2024

Refact.ai Sees 1.5x Price Performance as the First AI Coding Assistant on AWS Inferentia2

Learn how technology startup Refact.ai offers cost-effective coding assistance with enhanced security features using AWS Inferentia2.

Key Outcomes

Up to 20%

higher performance

1.5x

higher performance per dollar

Overview

More businesses are accelerating application development using coding assistants that are powered by artificial intelligence (AI). At the same time, companies have concerns about whether that process means transferring their code base—their critical intellectual property—to third parties. These companies are also looking for solutions that will broaden adoption in their organizations while keeping costs low. Technology startup Refact.ai addresses these concerns by providing an AI assistant that runs in the customer’s own trusted environment.

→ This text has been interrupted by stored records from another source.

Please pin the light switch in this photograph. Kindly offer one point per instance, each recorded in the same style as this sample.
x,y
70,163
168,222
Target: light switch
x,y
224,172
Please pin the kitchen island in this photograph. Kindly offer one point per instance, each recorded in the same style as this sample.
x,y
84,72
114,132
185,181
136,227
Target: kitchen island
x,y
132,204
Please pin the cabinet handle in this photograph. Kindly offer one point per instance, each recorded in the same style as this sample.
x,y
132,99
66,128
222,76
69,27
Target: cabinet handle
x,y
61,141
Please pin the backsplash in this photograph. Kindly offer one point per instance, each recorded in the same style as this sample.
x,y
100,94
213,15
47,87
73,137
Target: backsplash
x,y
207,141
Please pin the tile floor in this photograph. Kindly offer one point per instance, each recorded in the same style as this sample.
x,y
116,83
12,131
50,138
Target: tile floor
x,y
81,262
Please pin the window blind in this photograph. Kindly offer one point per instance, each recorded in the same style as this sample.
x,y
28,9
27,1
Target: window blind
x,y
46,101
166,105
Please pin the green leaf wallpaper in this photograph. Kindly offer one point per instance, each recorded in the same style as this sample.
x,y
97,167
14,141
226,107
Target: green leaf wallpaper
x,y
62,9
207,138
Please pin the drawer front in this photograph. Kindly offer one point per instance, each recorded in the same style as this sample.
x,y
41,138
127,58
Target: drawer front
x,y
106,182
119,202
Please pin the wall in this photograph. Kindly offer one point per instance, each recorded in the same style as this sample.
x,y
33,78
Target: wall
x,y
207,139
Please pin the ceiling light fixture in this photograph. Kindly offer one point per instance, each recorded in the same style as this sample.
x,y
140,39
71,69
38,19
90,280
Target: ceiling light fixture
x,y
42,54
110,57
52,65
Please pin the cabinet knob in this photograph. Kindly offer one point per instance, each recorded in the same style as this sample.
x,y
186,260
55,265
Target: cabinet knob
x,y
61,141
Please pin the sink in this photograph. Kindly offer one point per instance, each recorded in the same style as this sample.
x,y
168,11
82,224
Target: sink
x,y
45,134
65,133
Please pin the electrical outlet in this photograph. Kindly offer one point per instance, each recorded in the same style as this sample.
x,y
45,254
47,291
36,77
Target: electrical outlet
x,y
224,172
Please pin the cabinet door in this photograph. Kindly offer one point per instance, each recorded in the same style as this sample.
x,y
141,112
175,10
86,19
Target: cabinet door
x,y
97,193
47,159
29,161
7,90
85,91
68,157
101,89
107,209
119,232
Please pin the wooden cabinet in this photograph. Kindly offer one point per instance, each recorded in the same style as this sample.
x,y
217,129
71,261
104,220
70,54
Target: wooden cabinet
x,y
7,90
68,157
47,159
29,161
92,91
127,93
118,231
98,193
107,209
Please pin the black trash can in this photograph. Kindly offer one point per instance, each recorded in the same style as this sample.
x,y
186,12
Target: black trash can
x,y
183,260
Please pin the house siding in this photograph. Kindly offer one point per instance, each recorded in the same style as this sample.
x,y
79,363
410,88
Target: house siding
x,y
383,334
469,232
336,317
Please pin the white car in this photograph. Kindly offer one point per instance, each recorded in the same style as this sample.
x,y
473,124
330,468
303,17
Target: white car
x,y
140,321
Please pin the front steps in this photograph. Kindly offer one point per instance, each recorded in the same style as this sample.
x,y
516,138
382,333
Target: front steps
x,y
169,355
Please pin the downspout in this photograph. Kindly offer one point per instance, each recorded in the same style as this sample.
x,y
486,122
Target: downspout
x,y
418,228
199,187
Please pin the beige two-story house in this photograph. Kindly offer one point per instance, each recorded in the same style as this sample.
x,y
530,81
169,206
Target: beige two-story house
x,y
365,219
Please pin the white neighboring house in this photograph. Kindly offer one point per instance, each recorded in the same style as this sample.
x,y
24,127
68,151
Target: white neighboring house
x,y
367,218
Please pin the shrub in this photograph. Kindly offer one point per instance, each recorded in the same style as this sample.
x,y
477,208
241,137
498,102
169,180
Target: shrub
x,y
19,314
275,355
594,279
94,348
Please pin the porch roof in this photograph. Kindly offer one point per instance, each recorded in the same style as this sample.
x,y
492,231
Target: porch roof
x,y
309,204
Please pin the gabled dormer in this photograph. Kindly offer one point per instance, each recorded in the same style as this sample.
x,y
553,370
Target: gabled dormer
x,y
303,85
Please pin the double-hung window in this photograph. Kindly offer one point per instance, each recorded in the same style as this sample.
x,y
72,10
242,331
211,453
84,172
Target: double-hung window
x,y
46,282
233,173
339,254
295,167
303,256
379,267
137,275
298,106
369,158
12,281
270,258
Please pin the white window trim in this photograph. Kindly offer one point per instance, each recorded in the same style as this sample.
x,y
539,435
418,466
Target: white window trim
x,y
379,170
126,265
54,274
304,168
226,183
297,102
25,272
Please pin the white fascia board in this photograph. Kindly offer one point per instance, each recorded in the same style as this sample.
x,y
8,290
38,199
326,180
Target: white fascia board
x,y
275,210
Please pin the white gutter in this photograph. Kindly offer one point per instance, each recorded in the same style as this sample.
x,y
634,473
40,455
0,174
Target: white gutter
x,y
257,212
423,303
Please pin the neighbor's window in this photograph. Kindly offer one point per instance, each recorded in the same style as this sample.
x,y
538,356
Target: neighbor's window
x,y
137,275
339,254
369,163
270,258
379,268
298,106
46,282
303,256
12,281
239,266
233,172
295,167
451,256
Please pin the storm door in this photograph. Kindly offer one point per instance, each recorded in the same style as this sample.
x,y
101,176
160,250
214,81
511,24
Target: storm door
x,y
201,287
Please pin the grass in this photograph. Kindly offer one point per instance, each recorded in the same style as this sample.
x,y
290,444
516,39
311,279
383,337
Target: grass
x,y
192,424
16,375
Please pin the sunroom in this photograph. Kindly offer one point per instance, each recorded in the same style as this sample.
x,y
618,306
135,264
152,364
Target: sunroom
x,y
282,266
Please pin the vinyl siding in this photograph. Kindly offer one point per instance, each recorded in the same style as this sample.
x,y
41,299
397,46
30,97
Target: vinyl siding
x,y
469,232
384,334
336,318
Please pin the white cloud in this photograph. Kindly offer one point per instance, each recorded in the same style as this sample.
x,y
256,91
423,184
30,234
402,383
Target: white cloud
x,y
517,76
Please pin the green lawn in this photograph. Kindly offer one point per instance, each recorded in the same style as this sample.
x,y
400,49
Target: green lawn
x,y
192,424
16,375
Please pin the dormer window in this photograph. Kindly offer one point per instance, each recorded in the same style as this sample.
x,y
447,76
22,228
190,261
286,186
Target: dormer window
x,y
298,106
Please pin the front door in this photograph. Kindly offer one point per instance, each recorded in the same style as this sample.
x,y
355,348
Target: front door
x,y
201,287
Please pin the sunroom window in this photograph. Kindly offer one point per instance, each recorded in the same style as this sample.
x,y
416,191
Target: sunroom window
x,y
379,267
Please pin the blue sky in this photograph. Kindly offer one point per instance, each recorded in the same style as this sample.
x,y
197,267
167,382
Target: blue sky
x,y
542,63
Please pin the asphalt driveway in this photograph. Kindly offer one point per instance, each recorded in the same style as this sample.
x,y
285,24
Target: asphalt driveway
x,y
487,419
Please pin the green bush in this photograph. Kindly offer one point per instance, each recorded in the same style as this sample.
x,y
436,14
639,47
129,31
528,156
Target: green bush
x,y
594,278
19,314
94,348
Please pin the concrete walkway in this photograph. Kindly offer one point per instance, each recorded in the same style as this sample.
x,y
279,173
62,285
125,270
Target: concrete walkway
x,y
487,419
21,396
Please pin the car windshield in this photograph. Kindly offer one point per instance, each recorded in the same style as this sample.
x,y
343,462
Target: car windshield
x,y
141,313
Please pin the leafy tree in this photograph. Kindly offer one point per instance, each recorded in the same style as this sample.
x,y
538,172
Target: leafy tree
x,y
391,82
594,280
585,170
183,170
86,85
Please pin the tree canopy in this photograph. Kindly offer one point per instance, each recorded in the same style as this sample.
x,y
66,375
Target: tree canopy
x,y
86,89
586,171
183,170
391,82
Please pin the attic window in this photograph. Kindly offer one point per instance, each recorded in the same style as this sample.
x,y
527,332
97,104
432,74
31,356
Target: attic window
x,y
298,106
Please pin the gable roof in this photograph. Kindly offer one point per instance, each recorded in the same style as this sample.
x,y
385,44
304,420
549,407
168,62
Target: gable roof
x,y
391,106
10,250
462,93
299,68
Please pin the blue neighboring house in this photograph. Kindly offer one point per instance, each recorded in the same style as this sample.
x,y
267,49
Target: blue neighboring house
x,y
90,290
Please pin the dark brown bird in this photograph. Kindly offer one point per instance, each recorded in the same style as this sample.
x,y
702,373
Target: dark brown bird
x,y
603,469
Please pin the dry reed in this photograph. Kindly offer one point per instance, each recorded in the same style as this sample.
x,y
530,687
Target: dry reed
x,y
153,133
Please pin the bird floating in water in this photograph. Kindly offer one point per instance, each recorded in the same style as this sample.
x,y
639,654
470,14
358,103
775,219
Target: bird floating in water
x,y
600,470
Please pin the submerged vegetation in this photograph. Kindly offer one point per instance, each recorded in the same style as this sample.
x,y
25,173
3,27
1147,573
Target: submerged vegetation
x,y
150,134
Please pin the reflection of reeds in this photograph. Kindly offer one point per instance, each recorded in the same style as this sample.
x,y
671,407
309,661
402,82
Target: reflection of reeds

To use Refact.ai’s software-as-a-service product, customers need to run GPUs, which may not always be readily available or meet budget constraints, especially for large workloads. Refact.ai, which uses Amazon Web Services (AWS), adapted its solution to run on Amazon Elastic Compute Cloud (Amazon EC2) instances, which provide secure and resizable compute capacity. The company uses AWS Inferentia, specifically AWS Inferentia2 chips, which are designed by AWS to deliver high performance at low cost in Amazon EC2 for deep learning and generative AI inference applications. Now, Refact.ai provides the first AI coding assistant to run on Inf2, enhancing price performance for customers who don’t have to worry about finding GPUs or exceeding their budget.

Two professionals collaborating at a desk in a modern office environment with a laptop, notebooks, and city view in the background.

About Refact.ai

Refact.ai is a coding assistant for Visual Studio Code, JetBrains, and other integrated development environments that boosts developers’ productivity while keeping data secure. Refact.ai is going a step further by developing an Autonomous AI Agent that will complete developers’ tasks end to end.

Opportunity | Using AWS Inferentia2 to Improve Cost Efficiency for Refact.ai

Refact.ai is an AI coding assistant that provides coding suggestions and context-aware answers through chat in integrated development environments such as Visual Studio Code and JetBrains, accelerating developers’ tasks. The tool specifically empowers customers to maintain control over their own data, thus enhancing data security. Customers can deploy Refact.ai within their own environments so that data does not need to be sent to a third party to run inference. As the industry moves in this direction, Refact.ai is also building AI agents, autonomous AI programs that can handle tasks without manual intervention.

Refact.ai is also available in AWS Marketplace. The product uses retrieval-augmented generation to deliver highly accurate, context-aware code suggestions by continuously learning from users’ internal codebases. It can be deployed on premises on customer servers so that data remains fully secure and under customer control.

Given the high cost and lack of capacity availability for GPUs, Refact.ai needed to provide customers with a solution that is built on readily available, high-performing, and cost-effective compute. “One of the main challenges for a small company to survive in this industry is to have access to computing resources and GPUs,” says Oleg Kiyashko, cofounder of Refact.ai. “Therefore, we were looking for compute options that are more readily available but that could also help us reduce inference costs.”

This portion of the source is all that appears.